RBI not in favour of fresh insolvency freeze
The Reserve Bank of India (RBI) has shot down suggestions of a fresh suspension of the Insolvency & Bankruptcy Code (IBC) due to the second wave of Covid-19, while making it clear that banks can still restructure distressed but viable loans, ensuring that their balance sheets remain transparent.
- During initial discussions with the government, RBI has indicated a freeze will not help anyone in the long run as it will only show a lower level of non-performing assets (NPAs).
- The government has not completely shut the door on the issue but the regulator’s reluctance will certainly weigh on the decision.
- Last year, RBI went along with the government decision to suspend IBC provisions for six months, which was subsequently extended to a year, but it had reservations.
- Due to the last round of freeze, several businesses managed to avoid reference to NCLT, enabling management to stay in the saddle.
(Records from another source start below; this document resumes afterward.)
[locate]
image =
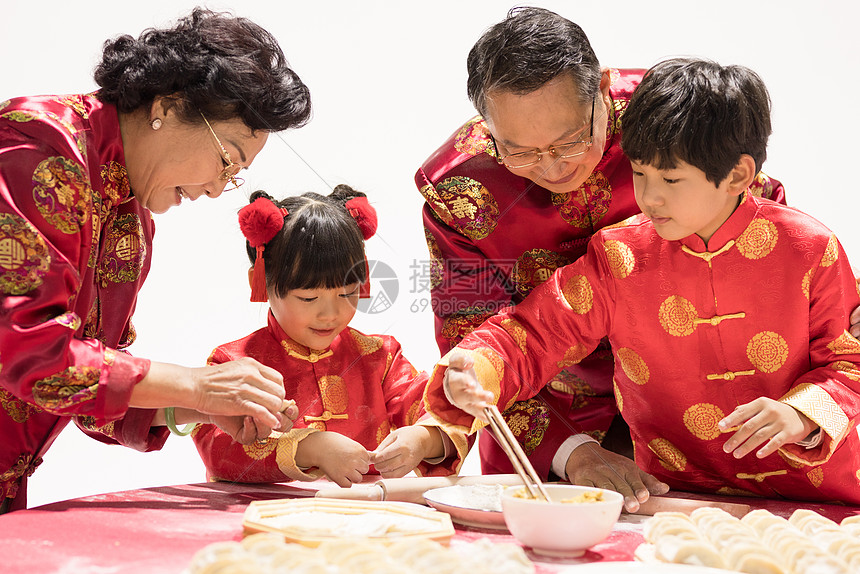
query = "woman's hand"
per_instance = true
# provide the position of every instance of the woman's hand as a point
(343, 460)
(404, 448)
(764, 421)
(462, 388)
The moment a case against a company is admitted, the promoters lose control as an insolvency professional runs the show along with a committee of creditors until the resolution process is completed.
- The corporate sector has pitched for a fresh suspension, arguing that there will be additional stress in the wake of the lockdown announced across most states to check the surge in cases.
- The steps announced by RBI, allowing restructuring for small retail and business loans, will ease the pressure on the most vulnerable segments.
- Besides, RBI had allowed a one-time restructuring window for small businesses and banks have the option to use that facility until June.
- For the larger players, the June 2019 circular allows banks to restructure loans provided they set aside funds and the NPA classification remains unchanged.
What is a Non-Performing Asset (NPA)?
- A non-performing asset (NPA) refers to a classification for loans or advances that are in default or in arrears.
- A loan is in arrears when principal or interest payments are late or missed.
- A loan is in default when the lender considers the loan agreement to be broken and the debtor is unable to meet his obligations.